# Creep feeders



## Boers4ever (Jun 28, 2020)

Hey guys! I’m expecting of bunch of kids in April. I need some ideas for a creep feeder. I’m not very DIY talented so anything that was easy to build or bought from a store or online. Please share pictures! If you bought it please say what brand it is and what website/store you got it from. Thanks so much.


----------



## ksalvagno (Oct 6, 2009)

If you don't mind spending some money, Premier has some nice panels with adjustable gates that you could make into a creep feeder.


----------



## AndersonRanch (Oct 18, 2020)

It doesn't need to be anything fancy, you just need to stop the bigger ones from getting in and the kids allowed in. I don't have a picture of mine mine set up but I have this calf creep feeder 







which I absolutely LOVE because I can put about a months worth of grain in it and not have to worry about them running out. Before that I just had a bunch or whatever feeders that would hold grain and I would fill them up everyday. Around it I just have a panel and then this gate......well not THIS exact gate but one pretty much the same. 

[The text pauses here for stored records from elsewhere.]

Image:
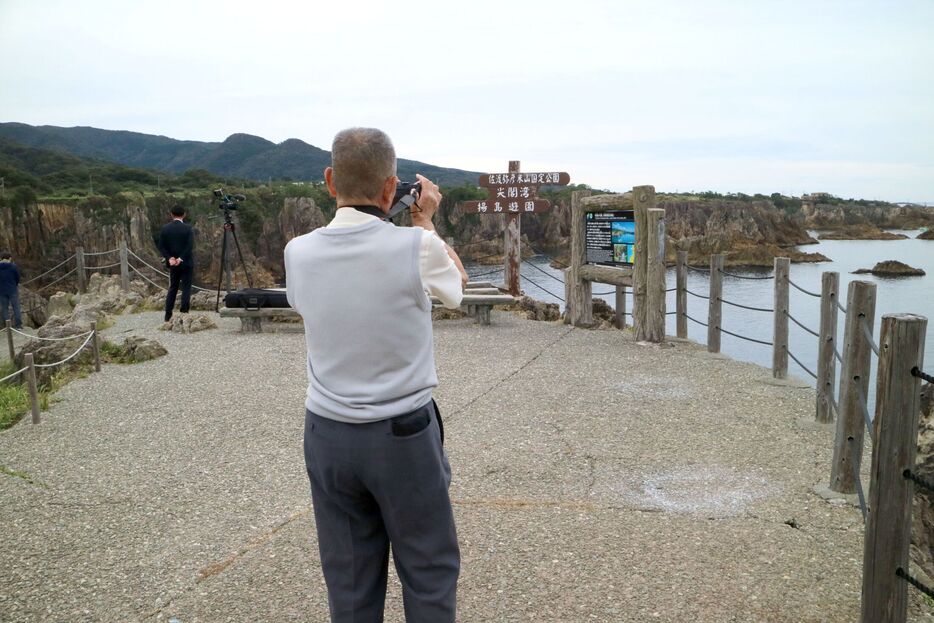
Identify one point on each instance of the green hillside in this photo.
(240, 155)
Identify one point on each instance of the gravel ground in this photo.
(595, 479)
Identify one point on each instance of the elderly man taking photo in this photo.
(373, 442)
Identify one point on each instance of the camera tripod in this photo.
(229, 226)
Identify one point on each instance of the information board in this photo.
(610, 238)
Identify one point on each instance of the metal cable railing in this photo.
(797, 287)
(54, 268)
(734, 275)
(801, 365)
(70, 357)
(762, 309)
(102, 267)
(797, 322)
(90, 254)
(10, 376)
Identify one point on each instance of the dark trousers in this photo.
(5, 303)
(178, 275)
(377, 484)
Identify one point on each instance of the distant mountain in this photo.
(240, 155)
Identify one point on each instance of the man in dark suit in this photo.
(176, 243)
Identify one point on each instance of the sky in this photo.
(731, 96)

It allows the kids to squeeze in. Before that I just made the same general idea as this gate but made out of wood. I used screws so that I could play around with it if larger goats were able to get in. Just unscrew some screws and move the board and screw back on. I heard of someone else that used a pallet and just pulled off a board so the kids could fit threw. 
You could also look at the primer one and use the same general idea with some 2X4, some holes drilled and cut some rebar.


----------